Because of its compact size, and amazing diversity of terrain and habitat over short distances travelled, Scotland plays host to a far greater number of bird species than would be found if travelling over the same distance in the USA, Australia, or continental Europe.

The diversity of terrain encountered while traversing the Ayrshire Coastal Path mirrors that of Scotland itself, and the sea and shore, the cliffs, the hills and moors, the rivers and estuaries, woodlands and open pastures all have their favoured bird species.

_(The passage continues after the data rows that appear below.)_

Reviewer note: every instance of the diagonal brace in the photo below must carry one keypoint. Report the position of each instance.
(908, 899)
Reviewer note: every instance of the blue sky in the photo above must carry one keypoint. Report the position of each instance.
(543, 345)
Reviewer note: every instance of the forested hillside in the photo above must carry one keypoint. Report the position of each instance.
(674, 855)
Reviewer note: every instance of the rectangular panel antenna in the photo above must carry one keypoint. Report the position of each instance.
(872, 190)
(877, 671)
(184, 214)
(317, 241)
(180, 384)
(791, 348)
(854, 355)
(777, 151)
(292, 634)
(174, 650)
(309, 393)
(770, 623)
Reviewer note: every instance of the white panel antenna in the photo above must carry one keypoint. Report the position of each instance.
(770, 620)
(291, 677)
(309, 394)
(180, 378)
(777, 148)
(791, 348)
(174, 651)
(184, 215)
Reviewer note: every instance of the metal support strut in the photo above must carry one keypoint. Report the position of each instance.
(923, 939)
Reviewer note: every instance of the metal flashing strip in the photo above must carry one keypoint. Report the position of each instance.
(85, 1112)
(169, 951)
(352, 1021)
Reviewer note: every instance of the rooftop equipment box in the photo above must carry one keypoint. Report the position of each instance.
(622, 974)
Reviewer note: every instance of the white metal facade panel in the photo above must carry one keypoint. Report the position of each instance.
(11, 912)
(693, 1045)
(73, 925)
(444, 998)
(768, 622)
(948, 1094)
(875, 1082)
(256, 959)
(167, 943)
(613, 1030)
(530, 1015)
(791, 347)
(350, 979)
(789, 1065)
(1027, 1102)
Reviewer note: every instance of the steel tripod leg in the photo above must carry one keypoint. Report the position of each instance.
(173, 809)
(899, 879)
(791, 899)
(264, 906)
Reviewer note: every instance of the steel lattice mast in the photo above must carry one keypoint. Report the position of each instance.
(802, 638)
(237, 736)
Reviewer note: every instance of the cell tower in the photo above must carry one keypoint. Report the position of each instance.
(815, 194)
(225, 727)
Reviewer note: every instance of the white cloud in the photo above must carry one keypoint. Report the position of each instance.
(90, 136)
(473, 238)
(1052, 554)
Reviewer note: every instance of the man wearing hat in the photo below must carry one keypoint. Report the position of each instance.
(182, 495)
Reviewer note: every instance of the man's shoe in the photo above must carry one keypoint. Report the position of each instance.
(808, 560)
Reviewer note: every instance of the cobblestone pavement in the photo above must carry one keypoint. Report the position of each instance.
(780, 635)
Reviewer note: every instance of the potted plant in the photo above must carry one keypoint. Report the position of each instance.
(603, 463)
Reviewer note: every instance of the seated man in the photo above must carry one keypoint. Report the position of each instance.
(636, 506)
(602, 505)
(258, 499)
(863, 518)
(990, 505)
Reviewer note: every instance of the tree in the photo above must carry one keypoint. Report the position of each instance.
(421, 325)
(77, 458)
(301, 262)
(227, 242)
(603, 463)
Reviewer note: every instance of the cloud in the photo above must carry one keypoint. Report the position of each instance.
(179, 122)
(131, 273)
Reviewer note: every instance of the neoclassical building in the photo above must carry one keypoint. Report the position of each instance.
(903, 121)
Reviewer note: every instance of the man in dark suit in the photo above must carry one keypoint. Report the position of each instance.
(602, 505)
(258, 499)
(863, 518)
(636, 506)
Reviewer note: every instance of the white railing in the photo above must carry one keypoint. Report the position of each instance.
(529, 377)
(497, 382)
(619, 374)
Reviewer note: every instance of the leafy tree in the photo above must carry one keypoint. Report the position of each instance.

The checklist at the end of the Guide Book lists 135 species, but this is by no means a final tally for keen birdwatchers.

 

 

 

 

 

 

 

 

 

 

 

 

 

 

 

 

 

 

 

 

 

 

 

 

 

 

 

 

 

 

Similarly, for the amateur botanist there is a wide variety of flowers, trees and shrubs to be found in these diverse habitats; and geology enthusiasts will also enjoy the fine range of sedimentary, conglomerate, and igneous rock formations, and raised beaches, exposed by glaciation and incessant pounding of the seas over millennia.

Wild goats, roe deer, seals, porpoises, basking sharks, otters, foxes, white hares, stoats and weasels, will often be seen by quiet and observant walkers.

To see wildlife, avoid wearing bright garish colours, keep quiet and alert, and walk in small groups of 2-6 people.